Where they get their maps and who tells them not to blow up this oil pipe and blow up these? Why would they care? Why they direct their Holy War on targets which happen to be the ones USA, Turkey, Israel etc. would deal with too?
Like the John McCain phographs show, american personel have good friendly relationships with ISIS. They were US allies just days ago, few weeks ago, Remember “The Syrian rebels”? And if we are talking about the US fighting now against them: as always it is the peshmerga, the kurds who do the actual fighting.
The well repeated and showed US boming of ISIS target was in reality one single field gun position. Hardly a massive air stricke planned to wipe out everybody. See, that would have been a piece of cake for US air power. They could have destroyed all ISIS forces around that mountain if they would have wanted. One strike with B-52 wing would have killed them all. USA did not do that. Why?
You said: “Not everything can be traced back to some global conspiracy with the US at its head.”
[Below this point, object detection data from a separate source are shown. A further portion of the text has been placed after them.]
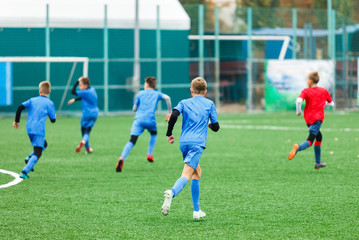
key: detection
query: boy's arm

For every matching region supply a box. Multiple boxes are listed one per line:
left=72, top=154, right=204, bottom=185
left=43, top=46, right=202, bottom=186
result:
left=71, top=81, right=79, bottom=96
left=162, top=94, right=172, bottom=121
left=12, top=104, right=25, bottom=128
left=47, top=102, right=56, bottom=123
left=296, top=97, right=303, bottom=116
left=208, top=122, right=219, bottom=132
left=325, top=101, right=334, bottom=107
left=166, top=109, right=181, bottom=143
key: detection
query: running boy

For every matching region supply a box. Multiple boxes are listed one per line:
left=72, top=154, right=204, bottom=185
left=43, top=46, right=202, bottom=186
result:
left=67, top=77, right=99, bottom=154
left=288, top=72, right=334, bottom=170
left=12, top=81, right=56, bottom=179
left=116, top=77, right=172, bottom=172
left=162, top=77, right=219, bottom=220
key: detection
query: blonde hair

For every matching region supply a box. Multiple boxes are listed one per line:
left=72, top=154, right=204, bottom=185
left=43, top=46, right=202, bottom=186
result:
left=145, top=77, right=157, bottom=89
left=191, top=77, right=207, bottom=94
left=39, top=81, right=51, bottom=95
left=308, top=72, right=319, bottom=83
left=80, top=77, right=90, bottom=86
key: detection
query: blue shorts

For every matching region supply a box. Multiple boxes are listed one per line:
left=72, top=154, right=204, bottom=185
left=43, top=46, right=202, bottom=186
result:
left=180, top=145, right=204, bottom=170
left=131, top=120, right=157, bottom=136
left=81, top=115, right=97, bottom=128
left=308, top=121, right=322, bottom=136
left=29, top=134, right=45, bottom=148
You are right. But here is the thing: there is no conspiracy. All of this pretty common knowledge in Asia, in arab countries, in China, in Russia, in India and where the media is not controlled by the US+the wests interests.
The birth of ISIS, the composition of it, the funding of it are all out in the open. And you forget that something like ISIS works because of the manipulation: all you have to do is give the guns and point direction. All you need is the few leaders working for you and it is done deal. And in the case of ISIS, the caliph of the whole show worked for Mossad/Shin Beth in 1990’s. Net nerds even found his ID tags and picture of his ID card issued by Israel. So…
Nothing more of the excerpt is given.